The official poverty rate remained flat at 11.5 percent. The official rate is calculated differently from the supplemental rate and is considered to be outdated because it doesn’t take into account aid from some of the most significant anti-poverty programs like Social Security or basic costs like utilities or shelter.
The findings demonstrate the longtime progressive adage that poverty is a policy choice and that lawmakers can implement policies that would reduce or eliminate poverty if they chose to do so.
“The rise in the poverty rate, the largest on record in over 50 years both overall and for children, underscores the critical role that policy choices play in the level of poverty and hardship in the country,” Sharon Parrott, president of the Center on Budget and Policy Priorities (CBPP), said in a statement.
Parrott emphasized that even if Congress had only kept extending the expanded child tax credit, it could have kept 3 million children out of poverty in 2022 — or over half of the children who were plunged into poverty last year.

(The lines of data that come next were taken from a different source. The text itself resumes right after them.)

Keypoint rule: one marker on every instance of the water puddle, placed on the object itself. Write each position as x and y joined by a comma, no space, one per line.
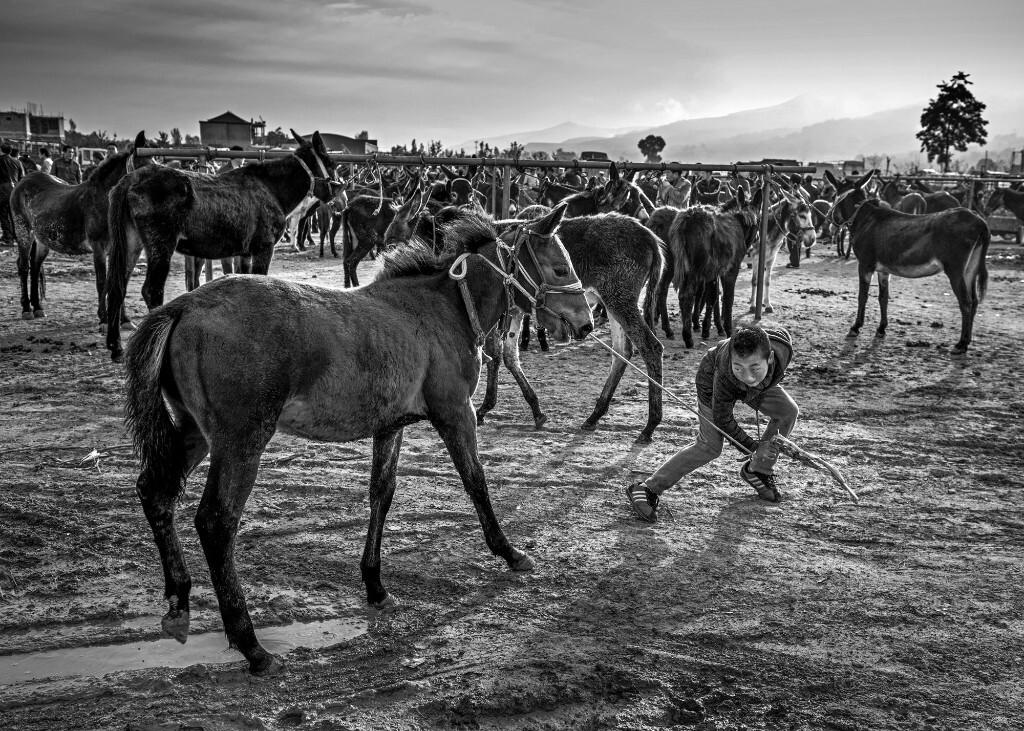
202,647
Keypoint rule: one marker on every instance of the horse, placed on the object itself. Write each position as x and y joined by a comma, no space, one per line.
218,371
790,222
890,242
239,213
708,245
1009,199
616,257
72,219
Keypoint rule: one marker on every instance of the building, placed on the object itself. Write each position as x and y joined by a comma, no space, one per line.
31,128
227,130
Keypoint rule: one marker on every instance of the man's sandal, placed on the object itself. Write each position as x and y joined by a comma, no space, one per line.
642,501
763,482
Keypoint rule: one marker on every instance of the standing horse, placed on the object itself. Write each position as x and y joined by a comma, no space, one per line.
889,242
790,222
616,258
218,371
240,213
72,219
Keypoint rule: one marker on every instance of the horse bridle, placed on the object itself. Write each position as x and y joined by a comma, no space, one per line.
511,269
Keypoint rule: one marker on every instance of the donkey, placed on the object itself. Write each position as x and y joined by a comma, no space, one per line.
790,222
239,213
616,257
890,242
218,371
72,219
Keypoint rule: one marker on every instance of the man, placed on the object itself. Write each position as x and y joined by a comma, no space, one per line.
10,173
674,190
67,168
45,162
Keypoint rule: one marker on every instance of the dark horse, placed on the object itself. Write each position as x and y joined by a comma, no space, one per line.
71,219
893,243
219,370
240,213
616,258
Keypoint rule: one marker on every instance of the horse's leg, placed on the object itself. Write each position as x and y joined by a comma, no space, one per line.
159,497
864,273
883,304
382,473
457,425
233,464
524,336
510,354
26,247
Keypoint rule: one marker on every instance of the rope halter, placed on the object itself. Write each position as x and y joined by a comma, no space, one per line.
511,271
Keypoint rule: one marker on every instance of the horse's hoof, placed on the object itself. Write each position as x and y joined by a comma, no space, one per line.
387,604
520,561
266,665
175,624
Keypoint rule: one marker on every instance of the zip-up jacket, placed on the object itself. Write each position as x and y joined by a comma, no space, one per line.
719,390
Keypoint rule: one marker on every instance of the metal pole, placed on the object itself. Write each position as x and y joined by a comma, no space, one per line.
506,190
765,197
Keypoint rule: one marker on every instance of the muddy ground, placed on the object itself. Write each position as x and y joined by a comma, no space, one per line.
904,612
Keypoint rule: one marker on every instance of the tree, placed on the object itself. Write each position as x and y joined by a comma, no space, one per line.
951,120
651,146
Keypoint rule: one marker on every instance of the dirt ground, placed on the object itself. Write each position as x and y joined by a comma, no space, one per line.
904,612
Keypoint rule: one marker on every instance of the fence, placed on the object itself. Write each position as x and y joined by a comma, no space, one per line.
507,165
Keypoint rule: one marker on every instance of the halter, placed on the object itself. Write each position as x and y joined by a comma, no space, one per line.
511,270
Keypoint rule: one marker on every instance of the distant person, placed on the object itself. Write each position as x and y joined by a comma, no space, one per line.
67,168
45,162
10,172
674,190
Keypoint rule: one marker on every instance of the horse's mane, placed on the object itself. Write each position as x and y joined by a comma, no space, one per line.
465,233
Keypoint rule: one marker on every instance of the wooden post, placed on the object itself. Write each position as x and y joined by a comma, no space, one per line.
765,197
506,190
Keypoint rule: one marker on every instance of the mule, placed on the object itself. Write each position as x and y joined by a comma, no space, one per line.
890,242
790,222
72,219
616,258
218,371
238,213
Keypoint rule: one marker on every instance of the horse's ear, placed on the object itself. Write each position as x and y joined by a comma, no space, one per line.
547,224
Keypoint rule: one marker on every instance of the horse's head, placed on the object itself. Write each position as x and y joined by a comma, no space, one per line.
847,202
402,225
545,278
316,161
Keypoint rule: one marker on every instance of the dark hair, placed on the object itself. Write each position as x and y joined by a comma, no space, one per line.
750,340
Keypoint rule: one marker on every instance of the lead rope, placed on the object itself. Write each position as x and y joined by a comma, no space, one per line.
786,446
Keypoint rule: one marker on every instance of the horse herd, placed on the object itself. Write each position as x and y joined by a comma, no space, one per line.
218,371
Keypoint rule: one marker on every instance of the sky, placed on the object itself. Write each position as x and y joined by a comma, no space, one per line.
462,70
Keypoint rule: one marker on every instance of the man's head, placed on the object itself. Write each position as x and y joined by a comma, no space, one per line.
752,355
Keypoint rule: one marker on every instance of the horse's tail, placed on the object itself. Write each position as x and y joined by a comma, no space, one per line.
118,261
658,251
982,281
158,442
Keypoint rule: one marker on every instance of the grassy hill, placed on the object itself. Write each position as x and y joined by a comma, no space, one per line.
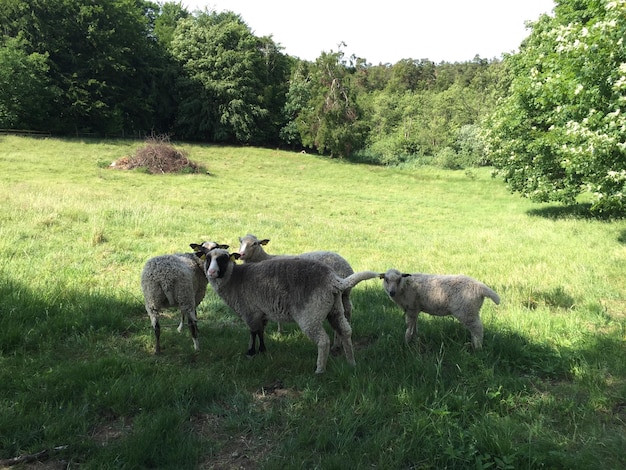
548,390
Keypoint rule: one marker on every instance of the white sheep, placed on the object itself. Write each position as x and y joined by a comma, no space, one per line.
285,289
440,295
175,280
251,251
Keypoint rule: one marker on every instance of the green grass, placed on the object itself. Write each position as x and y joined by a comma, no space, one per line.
547,391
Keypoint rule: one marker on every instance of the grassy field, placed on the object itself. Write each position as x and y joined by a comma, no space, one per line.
78,377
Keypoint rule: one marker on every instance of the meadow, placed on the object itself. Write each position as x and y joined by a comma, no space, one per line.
79,380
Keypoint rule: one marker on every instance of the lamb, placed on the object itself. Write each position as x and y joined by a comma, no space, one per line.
285,289
251,251
175,280
440,295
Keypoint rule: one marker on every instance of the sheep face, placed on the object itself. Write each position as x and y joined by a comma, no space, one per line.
249,245
392,281
217,261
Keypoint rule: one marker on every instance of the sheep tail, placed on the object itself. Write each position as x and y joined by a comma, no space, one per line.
352,280
488,292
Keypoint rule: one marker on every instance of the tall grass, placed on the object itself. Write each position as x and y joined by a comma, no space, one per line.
547,391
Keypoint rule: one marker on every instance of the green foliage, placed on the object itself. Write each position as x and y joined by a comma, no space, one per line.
228,75
26,94
100,58
561,131
324,102
76,369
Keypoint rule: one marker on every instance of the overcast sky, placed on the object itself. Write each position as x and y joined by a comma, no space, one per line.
389,30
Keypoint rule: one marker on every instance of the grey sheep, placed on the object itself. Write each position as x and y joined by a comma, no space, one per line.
175,280
440,295
251,251
285,289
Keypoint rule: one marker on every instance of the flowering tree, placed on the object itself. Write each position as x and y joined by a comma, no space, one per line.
561,131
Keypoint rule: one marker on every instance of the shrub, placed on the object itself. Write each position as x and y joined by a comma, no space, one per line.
158,155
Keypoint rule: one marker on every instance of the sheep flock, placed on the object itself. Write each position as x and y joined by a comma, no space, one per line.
308,289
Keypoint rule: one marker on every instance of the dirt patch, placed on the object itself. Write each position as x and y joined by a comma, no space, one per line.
113,429
242,451
245,450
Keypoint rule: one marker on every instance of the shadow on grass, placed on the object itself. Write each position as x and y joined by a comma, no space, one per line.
580,211
573,211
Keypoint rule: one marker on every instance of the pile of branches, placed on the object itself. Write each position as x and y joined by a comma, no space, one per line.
158,155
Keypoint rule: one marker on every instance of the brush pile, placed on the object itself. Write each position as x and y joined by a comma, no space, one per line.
158,155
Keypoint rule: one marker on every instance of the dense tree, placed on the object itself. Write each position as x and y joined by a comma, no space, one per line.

Democrats and progressives had fought to extend the child tax credit expansion, but were thwarted by conservative Democrats and Republicans. Sen. Joe Manchin (D-West Virginia) was a particularly outspoken opponent of the provision, fighting hard to water down the credit and ultimately killing any hope of reviving it.
Other attempts to revive the credit were rejected by Democrats and Republicans alike. When Sen. Bernie Sanders (I-Vermont) introduced an amendment to the Inflation Reduction Act to revive the expansion last August, it was rejected 97 to 1 in the Senate. Some Democrats have introduced legislation to revive the credit or make it permanent, but the bills have seen little movement in Congress. Although President Joe Biden has called for the reinstatement of the credit in his 2024 budget request, the measure is a nonstarter with the Republican-controlled House.
“Dear Senator Manchin,” Rep. Jamaal Bowman (D-New York) wrote on social media in response to the Census Bureau report, “Numbers don’t lie, man. Because YOU let the child tax credit lapse, child poverty has increased from 5.2 percent to 12.4 percent. Great job. And I mean that with sarcasm and incandescent rage.”
“70 percent of Americans support the tax credit,” Bowman continued. “How do you sleep at night?”